Am Montagabend gegen 19 Uhr rückte die Feuerwehr Westhausen zu einem besonderen Einsatz aus. Ein heftiges Unwetter mit starken Regenfällen, welches zu dieser Zeit über Westhausen zog, setzte einen Teil des Schulgebäudes der Propsteischule unter Wasser. Betroffen war unter anderem der Heizungskeller. Die Reinigungskräfte, die sich zu dieser Zeit im Gebäude befanden, reagierten schnell und alarmierten die Feuerwehr.

„Ich muss allen Beteiligten ein großes Lob aussprechen. Nur die schnelle Alarmierung der Feuerwehr durch unsere Reinigungskräfte und das schnelle Eintreffen der Rettungskräfte konnte Schlimmeres verhindern“, sagte Bürgermeister Markus Knoblauch. Aktuell, so der Rathauschef, werde die Anlage auf Schäden geprüft. „Wie es aussieht, ist der Schaden glücklicherweise vermutlich nicht hoch“, so Knoblauch.

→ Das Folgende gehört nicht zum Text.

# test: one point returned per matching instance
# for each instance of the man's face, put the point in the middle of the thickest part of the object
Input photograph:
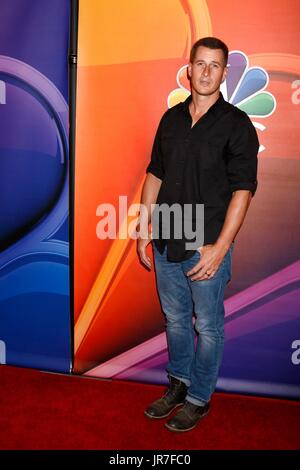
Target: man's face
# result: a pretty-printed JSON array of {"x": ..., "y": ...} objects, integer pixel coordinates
[{"x": 207, "y": 71}]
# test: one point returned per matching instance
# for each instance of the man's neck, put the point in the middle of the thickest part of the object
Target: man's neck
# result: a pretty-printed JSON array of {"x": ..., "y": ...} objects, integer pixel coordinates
[{"x": 200, "y": 104}]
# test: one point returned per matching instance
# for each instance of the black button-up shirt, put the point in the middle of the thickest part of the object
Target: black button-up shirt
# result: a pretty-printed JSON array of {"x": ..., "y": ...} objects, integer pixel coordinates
[{"x": 203, "y": 164}]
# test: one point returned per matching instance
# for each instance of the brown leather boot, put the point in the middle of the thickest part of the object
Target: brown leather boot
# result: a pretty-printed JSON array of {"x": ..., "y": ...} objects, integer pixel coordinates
[{"x": 174, "y": 396}]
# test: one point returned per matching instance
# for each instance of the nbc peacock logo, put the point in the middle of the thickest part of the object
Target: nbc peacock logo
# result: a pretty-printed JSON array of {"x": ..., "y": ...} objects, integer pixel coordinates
[{"x": 244, "y": 87}]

Weitgehend normaler Unterricht möglich

Eine Erklärung für den Wassereinbruch gibt es bereits: die Bauarbeiten am Schulgebäude waren wohl die Schwachstelle. „Im Rahmen der Sanierungs- und Umbauarbeiten an der Propsteischule haben sogenannte Probebohrungen auf dem Flachdach des betroffenen Schulgebäudeteils stattgefunden. Vermutlich waren diese nicht genügend abgedichtet worden“, sagte Schulleiter Günter Vogt. Der Schulleiter bedankte sich ebenfalls bei den vielen Helfern, dem Hausmeister Herbert Brenner und dem Leiter des Ortsbauamtes Dieter Bühler sowie der Feuerwehr, die bis tief in die Nacht Wasser abpumpen musste.

Am Dienstag war weitgehend normaler Unterricht möglich. Lediglich die Schulküche und der Fachraum für Hauswirtschaft und Textiles Werken konnten nicht genutzt werden. Die Heizungsanlage ist nach Aussage von Konrektor Matthias Rief intakt. Weitere Untersuchungen müssen nun zeigen, ob die Decke des Gebäudes Schäden davongetragen hat.Höchste Priorität hat nun das schnelle Abdichten der schadhaften Stellen im Dach und am Mauerwerk, damit bei den künftigen Unwettern nicht das Gleiche passiert.